Solve for X: Triangular Lengths in an Isosceles Right Triangle with Area 12.5 cm²

The problem involves finding the side lengths of an isosceles right triangle given its area. Let's proceed with the solution.

Since the triangle is an isosceles right triangle, the two legs are equal, and the area $A$ is provided by the formula: $A = \frac{1}{2} \cdot \text{base} \cdot \text{height}$ For this triangle, both the base and the height are $x + 5$.

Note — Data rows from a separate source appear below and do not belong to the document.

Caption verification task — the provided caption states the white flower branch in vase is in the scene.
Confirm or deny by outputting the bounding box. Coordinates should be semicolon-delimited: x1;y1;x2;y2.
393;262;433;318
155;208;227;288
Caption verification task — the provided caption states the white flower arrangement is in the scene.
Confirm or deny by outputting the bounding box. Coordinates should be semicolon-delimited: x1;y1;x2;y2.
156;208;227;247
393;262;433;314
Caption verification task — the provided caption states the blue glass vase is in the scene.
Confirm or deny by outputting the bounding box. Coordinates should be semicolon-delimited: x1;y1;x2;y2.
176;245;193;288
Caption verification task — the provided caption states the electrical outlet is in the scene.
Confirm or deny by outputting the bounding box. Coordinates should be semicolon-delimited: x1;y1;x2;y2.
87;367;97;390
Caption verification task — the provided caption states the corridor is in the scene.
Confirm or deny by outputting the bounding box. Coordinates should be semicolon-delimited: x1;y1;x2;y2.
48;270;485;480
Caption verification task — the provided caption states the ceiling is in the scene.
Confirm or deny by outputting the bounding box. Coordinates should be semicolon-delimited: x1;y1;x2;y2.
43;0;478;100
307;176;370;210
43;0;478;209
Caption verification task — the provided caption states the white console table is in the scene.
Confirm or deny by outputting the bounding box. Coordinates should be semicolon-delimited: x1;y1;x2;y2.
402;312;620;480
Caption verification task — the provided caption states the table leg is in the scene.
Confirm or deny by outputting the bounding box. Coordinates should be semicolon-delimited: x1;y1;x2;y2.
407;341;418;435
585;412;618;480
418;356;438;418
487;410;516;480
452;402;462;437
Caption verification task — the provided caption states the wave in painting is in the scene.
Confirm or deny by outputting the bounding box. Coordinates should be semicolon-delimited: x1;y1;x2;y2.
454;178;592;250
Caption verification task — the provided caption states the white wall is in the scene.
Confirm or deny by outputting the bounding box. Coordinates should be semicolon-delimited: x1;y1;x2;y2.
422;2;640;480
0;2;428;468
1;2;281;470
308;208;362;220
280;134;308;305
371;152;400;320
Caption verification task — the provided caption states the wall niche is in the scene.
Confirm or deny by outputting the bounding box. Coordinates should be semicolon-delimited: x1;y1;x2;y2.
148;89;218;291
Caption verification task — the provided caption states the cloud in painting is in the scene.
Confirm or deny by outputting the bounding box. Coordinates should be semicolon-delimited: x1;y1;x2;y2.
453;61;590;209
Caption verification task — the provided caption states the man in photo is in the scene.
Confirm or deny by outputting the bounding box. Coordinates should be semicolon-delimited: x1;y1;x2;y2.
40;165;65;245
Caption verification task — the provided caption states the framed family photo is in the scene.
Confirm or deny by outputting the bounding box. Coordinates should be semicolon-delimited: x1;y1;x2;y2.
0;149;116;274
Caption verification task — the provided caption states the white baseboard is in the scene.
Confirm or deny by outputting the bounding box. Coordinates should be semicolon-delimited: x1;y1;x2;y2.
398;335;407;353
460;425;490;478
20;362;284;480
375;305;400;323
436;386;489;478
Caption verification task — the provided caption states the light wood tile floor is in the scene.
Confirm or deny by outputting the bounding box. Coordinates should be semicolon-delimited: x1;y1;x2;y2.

The area is given as 12.5, so we set up the equation: $12.5 = \frac{1}{2} \cdot (x + 5) \cdot (x + 5)$ $12.5 = \frac{1}{2} \cdot (x + 5)^2$

Multiply both sides by 2 to solve for $(x + 5)^2$: $25 = (x + 5)^2$

Take the square root of both sides: $x + 5 = \sqrt{25}$ $x + 5 = 5$

Solve for $x$: $x = 5 - 5$ $x = 0$

Therefore, the length of each leg of the triangle is $x + 5 = 5$ cm.

For the hypotenuse $c$, use the Pythagorean theorem $c^2 = a^2 + a^2$, where $a = x + 5 = 5$: $c^2 = 5^2 + 5^2 = 25 + 25 = 50$ $c = \sqrt{50} = 5\sqrt{2}$

Thus, the lengths of the sides of the triangle are $5$, $5$, and $5\sqrt{2}$.

Therefore, the correct solution is $5, 5, 5\sqrt{2}$.